Phooey. If you’re any kind of taster at all, you know instantly when snap peas are too young or pod peas are over the hill. And if peas were sold by name, like tomatoes, you’d have little trouble noticing that different varieties have distinct degrees and kinds of sweetness, more and less tenderness, juiciness, grassiness…
And then the words start failing. I can say things like “Early Perfection has a slightly spicy note,” or “Casselode has old fashioned pea flavor with faint echoes of field peas.” But vegetable-speak has a long way to go before it’s as useful as wine-speak.
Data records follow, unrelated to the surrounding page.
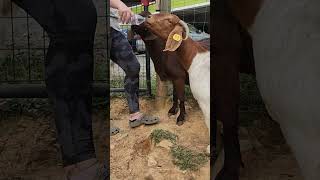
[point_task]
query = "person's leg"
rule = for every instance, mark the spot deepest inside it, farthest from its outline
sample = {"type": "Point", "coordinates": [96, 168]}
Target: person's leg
{"type": "Point", "coordinates": [69, 69]}
{"type": "Point", "coordinates": [122, 54]}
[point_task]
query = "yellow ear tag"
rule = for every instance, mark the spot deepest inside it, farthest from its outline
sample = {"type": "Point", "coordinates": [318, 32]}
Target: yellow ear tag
{"type": "Point", "coordinates": [176, 37]}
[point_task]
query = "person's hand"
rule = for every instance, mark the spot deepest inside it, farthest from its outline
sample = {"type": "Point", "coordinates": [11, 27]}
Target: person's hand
{"type": "Point", "coordinates": [125, 13]}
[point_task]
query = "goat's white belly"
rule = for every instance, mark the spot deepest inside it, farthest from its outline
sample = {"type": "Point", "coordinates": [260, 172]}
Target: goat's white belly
{"type": "Point", "coordinates": [286, 40]}
{"type": "Point", "coordinates": [199, 77]}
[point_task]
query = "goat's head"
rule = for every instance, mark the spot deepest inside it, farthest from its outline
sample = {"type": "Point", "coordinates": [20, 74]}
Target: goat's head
{"type": "Point", "coordinates": [168, 27]}
{"type": "Point", "coordinates": [141, 30]}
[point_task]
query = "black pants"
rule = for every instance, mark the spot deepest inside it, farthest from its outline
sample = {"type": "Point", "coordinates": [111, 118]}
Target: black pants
{"type": "Point", "coordinates": [122, 54]}
{"type": "Point", "coordinates": [71, 26]}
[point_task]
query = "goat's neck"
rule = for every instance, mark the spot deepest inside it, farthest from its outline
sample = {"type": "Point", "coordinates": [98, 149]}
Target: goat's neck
{"type": "Point", "coordinates": [187, 51]}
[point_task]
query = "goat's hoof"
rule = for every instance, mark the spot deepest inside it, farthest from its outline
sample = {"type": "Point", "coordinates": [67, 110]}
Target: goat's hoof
{"type": "Point", "coordinates": [173, 111]}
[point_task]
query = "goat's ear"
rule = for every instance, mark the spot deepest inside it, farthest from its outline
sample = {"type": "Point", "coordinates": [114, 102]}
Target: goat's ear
{"type": "Point", "coordinates": [174, 39]}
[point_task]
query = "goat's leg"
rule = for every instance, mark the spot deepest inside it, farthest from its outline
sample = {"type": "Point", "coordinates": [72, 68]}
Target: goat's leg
{"type": "Point", "coordinates": [179, 86]}
{"type": "Point", "coordinates": [174, 109]}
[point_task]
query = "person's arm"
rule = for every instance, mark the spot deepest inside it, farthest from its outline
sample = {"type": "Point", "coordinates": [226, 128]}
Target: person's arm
{"type": "Point", "coordinates": [125, 12]}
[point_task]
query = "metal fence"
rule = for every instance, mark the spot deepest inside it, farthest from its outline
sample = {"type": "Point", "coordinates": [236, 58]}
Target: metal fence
{"type": "Point", "coordinates": [23, 46]}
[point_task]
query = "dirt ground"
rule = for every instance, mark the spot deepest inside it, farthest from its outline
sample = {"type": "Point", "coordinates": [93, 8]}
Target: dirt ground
{"type": "Point", "coordinates": [29, 151]}
{"type": "Point", "coordinates": [265, 154]}
{"type": "Point", "coordinates": [28, 147]}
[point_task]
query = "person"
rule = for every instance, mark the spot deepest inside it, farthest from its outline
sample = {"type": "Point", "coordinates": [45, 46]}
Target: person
{"type": "Point", "coordinates": [122, 54]}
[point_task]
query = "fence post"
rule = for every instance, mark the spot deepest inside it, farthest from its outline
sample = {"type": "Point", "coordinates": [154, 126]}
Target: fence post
{"type": "Point", "coordinates": [162, 87]}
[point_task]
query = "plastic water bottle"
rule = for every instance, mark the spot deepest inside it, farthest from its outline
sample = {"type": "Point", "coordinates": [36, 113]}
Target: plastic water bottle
{"type": "Point", "coordinates": [136, 19]}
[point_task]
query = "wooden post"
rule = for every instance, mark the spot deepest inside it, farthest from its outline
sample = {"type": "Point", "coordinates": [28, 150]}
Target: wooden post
{"type": "Point", "coordinates": [162, 87]}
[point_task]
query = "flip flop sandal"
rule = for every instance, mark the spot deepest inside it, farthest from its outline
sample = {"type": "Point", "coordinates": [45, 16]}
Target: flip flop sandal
{"type": "Point", "coordinates": [148, 120]}
{"type": "Point", "coordinates": [114, 131]}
I’m working on helping the produce catch up, so if you have good ways to describe the many, many tastes of peas, please write and let us know.

- Left to right: Early Perfection, Laxton’s Progress #9, Casselode, Sugar Ann, Gonzo, Sugar Sprint
Can’t expect tasters to know how different the plants themselves look. That’s a treat for gardeners.
This is how our squash bed/pea patch looked yesterday, 2 weeks after the version that ended Eric’s post on companion planting.

asparagus to the rear, mowed central path at the right. Actual distance between: @ 20 feet.
The plan: Early in spring, plant lettuce, fava beans and peas at the path edge of what will become the winter squash bed. By the time it’s warm enough to plant the squash, the peas will be flowering. By the time the squash flows lavalike over the edge of the bed, the early things will be all done.
Big question for today: will they be all done?